By Lily Madigan, Rochester and Strood CLP Women’s Officer
The executive committee of the under 27 section of the Labour Party, Young Labour, recently reached out to their members (including me) with the simple question:should we submit a national conference motion on young people’s mental health; or one on the mandatory reselection of Labour MPs?
Reading through my Twitter feed I was surprised, not so much that some members decided to back the mental health motion, but at just how opposed to mandatory reselection some other young members seemed to be.
For the uninitiated, mandatory reselection is the idea that Labour MPs should have to convince their local members to reselect them to run for parliament before every general election. I don’t understand why this is so controversial.
Being an MP is an important role with a lot of responsibility and a big pay cheque to match. This shouldn’t be a factional issue as it is so often framed, but a reflection of the very party these MPs claim to represent.
It is about meritocracy, democracy and the fundamental truth that we should have the best Labour members on our benches.
Young Labour’s membership has surged since Corbyn became leader, bringing a new focus to the political power young people possess. We are the activists on the ground doing door-to-door canvassing and leafleting, making a difference in marginal seats and university towns. We saw ourselves represented in Labour’s 2017 manifesto that promised to abolish our tuition fees, fund our mental health services and create housing that we would have a hope of affording. The political landscape has undoubtedly changed in our favour, so why shouldn’t the makeup of our MPs?
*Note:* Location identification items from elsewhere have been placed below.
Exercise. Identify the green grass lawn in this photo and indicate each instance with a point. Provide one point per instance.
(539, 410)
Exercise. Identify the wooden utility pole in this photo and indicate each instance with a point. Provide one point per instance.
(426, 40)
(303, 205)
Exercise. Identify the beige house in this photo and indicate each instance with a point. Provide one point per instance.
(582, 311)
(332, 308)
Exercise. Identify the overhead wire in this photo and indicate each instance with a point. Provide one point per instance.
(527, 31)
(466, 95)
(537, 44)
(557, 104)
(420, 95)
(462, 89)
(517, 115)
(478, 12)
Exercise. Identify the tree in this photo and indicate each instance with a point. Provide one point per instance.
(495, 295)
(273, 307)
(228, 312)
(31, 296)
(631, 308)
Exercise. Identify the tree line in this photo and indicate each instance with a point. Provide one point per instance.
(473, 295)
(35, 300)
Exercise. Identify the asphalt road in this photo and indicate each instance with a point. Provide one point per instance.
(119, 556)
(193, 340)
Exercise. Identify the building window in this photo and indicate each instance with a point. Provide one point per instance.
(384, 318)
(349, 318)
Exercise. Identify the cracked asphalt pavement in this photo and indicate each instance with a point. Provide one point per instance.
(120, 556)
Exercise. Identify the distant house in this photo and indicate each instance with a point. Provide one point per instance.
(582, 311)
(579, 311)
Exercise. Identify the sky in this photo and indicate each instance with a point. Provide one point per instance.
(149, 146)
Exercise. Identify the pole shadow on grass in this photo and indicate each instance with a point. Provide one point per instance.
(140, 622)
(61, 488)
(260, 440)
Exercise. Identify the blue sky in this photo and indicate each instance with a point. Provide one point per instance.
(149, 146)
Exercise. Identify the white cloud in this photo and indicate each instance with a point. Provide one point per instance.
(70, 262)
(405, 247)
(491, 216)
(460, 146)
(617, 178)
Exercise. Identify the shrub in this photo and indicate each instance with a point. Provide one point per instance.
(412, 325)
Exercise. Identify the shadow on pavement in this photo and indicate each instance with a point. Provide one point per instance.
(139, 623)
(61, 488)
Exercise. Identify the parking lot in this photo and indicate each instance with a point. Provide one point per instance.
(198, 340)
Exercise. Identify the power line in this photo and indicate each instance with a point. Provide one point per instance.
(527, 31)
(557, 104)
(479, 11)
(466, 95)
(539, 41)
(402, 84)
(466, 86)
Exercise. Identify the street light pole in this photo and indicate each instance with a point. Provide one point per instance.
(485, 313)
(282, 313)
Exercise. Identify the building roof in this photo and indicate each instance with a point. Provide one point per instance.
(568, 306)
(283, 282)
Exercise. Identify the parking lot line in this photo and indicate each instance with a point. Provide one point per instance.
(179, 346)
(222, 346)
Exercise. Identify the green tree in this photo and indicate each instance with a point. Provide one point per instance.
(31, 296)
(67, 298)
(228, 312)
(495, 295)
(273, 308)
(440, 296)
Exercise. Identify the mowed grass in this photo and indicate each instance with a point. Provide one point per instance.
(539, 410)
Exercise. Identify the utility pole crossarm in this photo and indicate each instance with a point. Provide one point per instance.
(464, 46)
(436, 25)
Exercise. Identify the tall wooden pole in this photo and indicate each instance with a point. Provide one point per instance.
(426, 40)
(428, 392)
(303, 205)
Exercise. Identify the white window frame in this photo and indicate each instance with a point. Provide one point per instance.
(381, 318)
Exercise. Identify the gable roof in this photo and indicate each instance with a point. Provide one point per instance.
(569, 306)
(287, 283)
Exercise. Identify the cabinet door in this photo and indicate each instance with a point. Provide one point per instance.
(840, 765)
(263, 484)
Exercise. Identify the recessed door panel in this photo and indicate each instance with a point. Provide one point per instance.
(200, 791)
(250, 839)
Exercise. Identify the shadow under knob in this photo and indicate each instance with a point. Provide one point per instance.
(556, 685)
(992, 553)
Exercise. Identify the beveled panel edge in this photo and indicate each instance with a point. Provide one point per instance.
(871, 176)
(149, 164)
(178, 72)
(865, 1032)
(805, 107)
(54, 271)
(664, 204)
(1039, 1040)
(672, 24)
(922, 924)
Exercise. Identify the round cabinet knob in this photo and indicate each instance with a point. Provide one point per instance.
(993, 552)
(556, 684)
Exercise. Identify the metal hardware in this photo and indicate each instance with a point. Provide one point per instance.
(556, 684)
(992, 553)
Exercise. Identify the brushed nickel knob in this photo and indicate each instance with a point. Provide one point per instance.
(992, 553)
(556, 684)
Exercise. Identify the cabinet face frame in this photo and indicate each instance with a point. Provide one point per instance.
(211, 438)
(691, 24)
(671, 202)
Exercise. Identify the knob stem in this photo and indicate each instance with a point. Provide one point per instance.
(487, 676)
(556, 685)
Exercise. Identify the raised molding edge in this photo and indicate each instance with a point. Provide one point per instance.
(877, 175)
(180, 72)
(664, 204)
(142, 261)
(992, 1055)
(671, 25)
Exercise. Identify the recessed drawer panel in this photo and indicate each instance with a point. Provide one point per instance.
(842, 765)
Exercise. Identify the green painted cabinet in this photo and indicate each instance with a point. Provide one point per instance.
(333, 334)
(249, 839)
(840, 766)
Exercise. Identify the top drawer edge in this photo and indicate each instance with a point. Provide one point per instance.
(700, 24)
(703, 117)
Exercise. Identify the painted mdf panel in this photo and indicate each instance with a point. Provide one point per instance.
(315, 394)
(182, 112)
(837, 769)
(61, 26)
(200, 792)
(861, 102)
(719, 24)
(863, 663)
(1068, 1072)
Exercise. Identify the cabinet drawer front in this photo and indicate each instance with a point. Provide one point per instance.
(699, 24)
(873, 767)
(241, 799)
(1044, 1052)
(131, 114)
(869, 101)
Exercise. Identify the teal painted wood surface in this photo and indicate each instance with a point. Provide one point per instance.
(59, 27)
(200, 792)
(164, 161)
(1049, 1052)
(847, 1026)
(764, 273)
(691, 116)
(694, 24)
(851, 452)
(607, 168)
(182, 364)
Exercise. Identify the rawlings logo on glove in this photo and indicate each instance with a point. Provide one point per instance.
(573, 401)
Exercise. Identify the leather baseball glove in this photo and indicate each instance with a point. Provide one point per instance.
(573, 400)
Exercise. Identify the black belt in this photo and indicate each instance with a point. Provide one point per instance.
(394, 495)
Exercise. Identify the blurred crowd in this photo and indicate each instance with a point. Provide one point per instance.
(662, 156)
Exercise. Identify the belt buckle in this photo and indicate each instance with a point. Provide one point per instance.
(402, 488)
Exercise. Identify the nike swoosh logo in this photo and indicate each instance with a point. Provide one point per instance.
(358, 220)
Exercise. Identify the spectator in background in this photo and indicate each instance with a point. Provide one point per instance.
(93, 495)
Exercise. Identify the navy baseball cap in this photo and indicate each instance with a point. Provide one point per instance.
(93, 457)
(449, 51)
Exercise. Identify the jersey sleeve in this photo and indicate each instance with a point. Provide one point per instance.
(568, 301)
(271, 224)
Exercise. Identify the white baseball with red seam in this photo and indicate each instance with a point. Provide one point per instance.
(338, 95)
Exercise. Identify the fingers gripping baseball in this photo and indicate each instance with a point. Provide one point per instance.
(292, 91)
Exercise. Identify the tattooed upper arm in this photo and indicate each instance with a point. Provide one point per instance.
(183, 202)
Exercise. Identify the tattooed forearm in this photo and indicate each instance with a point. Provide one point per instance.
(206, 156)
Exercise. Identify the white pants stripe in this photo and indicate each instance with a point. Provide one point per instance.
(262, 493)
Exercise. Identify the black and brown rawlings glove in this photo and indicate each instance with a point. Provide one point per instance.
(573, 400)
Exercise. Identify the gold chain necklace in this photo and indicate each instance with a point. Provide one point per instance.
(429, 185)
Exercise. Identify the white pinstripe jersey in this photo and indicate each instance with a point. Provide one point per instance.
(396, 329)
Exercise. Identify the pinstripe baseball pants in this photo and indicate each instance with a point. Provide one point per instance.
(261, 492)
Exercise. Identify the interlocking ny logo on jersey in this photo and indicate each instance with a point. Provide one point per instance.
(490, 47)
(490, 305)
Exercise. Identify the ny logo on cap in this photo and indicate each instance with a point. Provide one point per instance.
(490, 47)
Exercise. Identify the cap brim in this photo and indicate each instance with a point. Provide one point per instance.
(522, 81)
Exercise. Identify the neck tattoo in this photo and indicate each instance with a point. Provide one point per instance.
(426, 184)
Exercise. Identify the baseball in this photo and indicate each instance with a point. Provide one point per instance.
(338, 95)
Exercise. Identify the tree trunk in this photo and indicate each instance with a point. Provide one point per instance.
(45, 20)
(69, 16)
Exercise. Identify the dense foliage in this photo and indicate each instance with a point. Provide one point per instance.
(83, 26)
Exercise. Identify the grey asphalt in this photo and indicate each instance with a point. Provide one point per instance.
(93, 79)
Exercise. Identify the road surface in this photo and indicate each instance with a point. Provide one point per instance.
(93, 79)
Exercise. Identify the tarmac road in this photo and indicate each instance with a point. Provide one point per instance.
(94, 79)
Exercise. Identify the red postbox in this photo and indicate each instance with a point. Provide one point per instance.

The average age of an MP is 50, with only 14 (2%) aged 18–29, and the Labour Party having the most MPs over the age of 60. It’s unsurprising just how badly we’ve had it politically when the reality is we are horribly outmatched.
It’s essential the value we bring to our Party is recognised. We will suffer most from the depredation capitalism has caused our environment. It’s us who must endure the mistakes of the financial sector, rescued by mortgaging our future. It’s the young who will live harder lives than our parents because of the neo-liberalism pedalled by the Tories and the last Labour government. We are disproportionately likely to be in unpaid internships, zero hours jobs, and when we can get a job we are paid less than older people for the same work.
So yes, mental health is important, and this was reflected in the Labour manifesto with pledges that mental health funding would be increased and ring-fenced for the future, but ultimately, and the reason we must fight so hard for tuition fees; affordable housing; decent jobs; and yes, adequately funded mental health services, is because we are systematically under-represented in the House of Commons.
Young people have and will transform British politics, but we need to be on the benches and we need the chance to compete with other members for the limited number of seats within our party.
Mandatory reselection should be a priority for Young Labour not simply because we should be fighting for more young people in Parliamentary party positions, but because with it the political priorities of this country will shift markedly in our favour—and ultimately, they will shift left.